PR = page_rank(nodes, edges, 1)


## Link Analysis

\[20 points\] In this final section, you will compute some properties of the web-site graph you downloaded.

First, consider the _in-link count_ of a website, simply the number of web-sites pointing to it (including self-links). 

In [None]:
# TODO: List the document ID, domain name, and in-link count of the 60 websites with the highest in-link count

M = dict()

for edge in edges:

   if edge[1] in M:

      M[edge[1]].add(edge[0])
   
   else:

      M[edge[1]] = {edge[0]}

sorted_dict = dict(sorted(M.items(), key=lambda item : len(item[1]), reverse=True))

count = 0

for key, value in sorted_dict.items():
   
   if count >= 60:
      break
   
   print(f"Document ID : {key}, Domain Name : {len(sorted_dict[key])}, In-Link Count : {len(value)}")

   count += 1

print("Count is " + str(count))
   



Then, use the PageRank values compute by your second implementation. Note that some websites will have both a high in-link count and PageRank.

In [None]:
# TODO: List the document ID, domain name, and PageRank of the 60 websites with the highest PageRank.

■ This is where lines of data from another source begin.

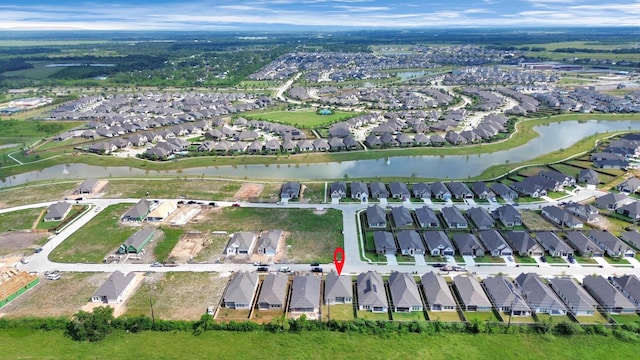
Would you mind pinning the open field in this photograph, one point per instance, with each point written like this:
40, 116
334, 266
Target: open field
177, 296
305, 119
21, 343
63, 297
19, 220
92, 242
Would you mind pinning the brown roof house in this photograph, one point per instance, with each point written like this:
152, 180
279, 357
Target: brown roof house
114, 289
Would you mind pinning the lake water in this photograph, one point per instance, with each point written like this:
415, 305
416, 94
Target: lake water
552, 137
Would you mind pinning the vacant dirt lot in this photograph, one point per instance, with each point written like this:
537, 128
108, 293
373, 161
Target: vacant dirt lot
248, 192
177, 296
55, 298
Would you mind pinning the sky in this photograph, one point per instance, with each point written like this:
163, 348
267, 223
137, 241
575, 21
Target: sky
329, 14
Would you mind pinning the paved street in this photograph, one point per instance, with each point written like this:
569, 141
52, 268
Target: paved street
353, 262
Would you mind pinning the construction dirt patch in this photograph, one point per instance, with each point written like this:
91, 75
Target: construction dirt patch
188, 246
248, 192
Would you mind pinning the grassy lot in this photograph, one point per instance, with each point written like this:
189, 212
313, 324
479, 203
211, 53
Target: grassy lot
626, 319
19, 220
446, 316
305, 119
411, 316
480, 315
597, 318
363, 314
96, 239
177, 296
166, 244
313, 237
22, 343
534, 221
35, 194
202, 189
55, 298
338, 312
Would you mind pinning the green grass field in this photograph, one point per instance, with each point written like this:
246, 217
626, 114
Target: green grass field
19, 220
35, 344
92, 242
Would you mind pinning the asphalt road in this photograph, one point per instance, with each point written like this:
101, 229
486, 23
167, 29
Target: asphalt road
353, 264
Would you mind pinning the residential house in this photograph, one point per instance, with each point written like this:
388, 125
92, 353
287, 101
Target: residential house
401, 216
57, 211
399, 190
89, 186
139, 211
611, 245
338, 190
376, 217
562, 179
427, 217
460, 190
468, 244
269, 242
241, 290
539, 296
561, 217
612, 201
577, 299
480, 218
631, 210
384, 242
553, 244
508, 215
438, 243
522, 242
137, 241
586, 212
506, 297
421, 190
338, 289
454, 218
471, 294
588, 177
372, 295
611, 300
440, 191
437, 292
631, 237
629, 186
290, 190
410, 243
305, 294
378, 190
482, 191
494, 243
273, 292
404, 293
504, 191
114, 290
629, 286
241, 243
360, 191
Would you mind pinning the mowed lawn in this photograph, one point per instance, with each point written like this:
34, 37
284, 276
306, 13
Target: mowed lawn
312, 237
23, 343
19, 220
92, 242
302, 118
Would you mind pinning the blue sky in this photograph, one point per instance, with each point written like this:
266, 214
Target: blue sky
336, 14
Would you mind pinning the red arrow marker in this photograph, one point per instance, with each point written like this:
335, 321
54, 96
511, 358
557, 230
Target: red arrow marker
339, 263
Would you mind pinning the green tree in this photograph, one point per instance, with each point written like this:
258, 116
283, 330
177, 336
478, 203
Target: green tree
95, 326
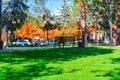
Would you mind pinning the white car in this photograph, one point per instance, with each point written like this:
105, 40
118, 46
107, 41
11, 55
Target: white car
22, 42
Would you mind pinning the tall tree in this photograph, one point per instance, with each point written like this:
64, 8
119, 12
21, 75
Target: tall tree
14, 15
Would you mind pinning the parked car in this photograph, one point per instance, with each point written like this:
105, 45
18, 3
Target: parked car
22, 42
52, 41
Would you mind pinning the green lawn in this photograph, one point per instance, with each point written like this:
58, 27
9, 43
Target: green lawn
61, 64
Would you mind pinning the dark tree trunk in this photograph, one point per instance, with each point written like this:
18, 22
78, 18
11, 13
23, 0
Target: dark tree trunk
0, 18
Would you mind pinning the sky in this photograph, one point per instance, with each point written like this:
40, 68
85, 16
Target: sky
54, 5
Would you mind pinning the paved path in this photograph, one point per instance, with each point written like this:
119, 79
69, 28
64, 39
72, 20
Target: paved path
29, 48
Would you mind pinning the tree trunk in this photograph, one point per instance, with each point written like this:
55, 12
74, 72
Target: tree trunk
0, 18
5, 37
111, 37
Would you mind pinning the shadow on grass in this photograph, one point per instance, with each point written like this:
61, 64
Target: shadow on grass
25, 65
113, 74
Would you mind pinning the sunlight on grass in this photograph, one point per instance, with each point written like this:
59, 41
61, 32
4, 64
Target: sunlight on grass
61, 64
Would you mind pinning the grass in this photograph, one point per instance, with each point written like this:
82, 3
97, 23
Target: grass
61, 64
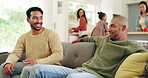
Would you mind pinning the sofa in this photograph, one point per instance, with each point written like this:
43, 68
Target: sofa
74, 54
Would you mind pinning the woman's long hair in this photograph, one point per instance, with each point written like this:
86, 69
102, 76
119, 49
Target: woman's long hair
78, 17
145, 3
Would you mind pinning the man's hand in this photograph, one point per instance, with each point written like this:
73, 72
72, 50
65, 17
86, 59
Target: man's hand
78, 40
8, 69
30, 61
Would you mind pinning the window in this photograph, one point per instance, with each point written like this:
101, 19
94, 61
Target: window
12, 23
89, 8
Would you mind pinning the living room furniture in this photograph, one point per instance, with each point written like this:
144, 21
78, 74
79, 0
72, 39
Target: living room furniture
74, 54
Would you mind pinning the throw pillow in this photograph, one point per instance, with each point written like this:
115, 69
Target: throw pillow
132, 66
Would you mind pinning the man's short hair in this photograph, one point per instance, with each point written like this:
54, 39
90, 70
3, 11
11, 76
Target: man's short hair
28, 12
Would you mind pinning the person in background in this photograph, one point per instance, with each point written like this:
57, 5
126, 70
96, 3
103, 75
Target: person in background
41, 46
111, 51
142, 19
101, 29
81, 17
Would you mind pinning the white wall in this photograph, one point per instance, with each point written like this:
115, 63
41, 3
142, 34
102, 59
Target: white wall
107, 7
125, 5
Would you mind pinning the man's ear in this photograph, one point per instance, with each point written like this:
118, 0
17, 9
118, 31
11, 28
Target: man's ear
123, 27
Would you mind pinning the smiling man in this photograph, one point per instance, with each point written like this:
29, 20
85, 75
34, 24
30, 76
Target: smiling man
41, 45
110, 52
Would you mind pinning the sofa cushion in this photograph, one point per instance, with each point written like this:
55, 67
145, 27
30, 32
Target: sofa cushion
133, 66
76, 54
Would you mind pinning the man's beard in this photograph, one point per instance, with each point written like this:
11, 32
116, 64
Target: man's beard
36, 28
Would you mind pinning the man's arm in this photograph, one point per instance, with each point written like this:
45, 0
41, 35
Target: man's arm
13, 57
17, 53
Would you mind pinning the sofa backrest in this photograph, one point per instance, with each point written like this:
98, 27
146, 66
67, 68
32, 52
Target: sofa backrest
76, 54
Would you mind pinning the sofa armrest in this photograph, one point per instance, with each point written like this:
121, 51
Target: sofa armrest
3, 57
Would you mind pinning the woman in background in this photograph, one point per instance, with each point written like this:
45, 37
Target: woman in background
81, 17
142, 20
101, 29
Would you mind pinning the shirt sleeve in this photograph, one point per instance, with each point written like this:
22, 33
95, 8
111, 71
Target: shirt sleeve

sorted_page_ranks = dict(sorted(PR.items(), key=lambda item : item[1], reverse=True))

count = 0

for key, value in sorted_page_ranks.items():
   
   if count >= 60:
      break
   
   print(f"Document ID : {key}, Domain Name : {nodes[key]}, Page Rank : {value}")

   count += 1

print("Count is " + str(count))


Finally, compute some summary statistics on this dataset.

In [None]:
# TODO: Compute:
# - the proportion of websites with no in-links (i.e., source nodes);

source_node_count = 0

for node in nodes:

    if node[0] not in M:

        source_node_count += 1

result = source_node_count / len(nodes)

print(result)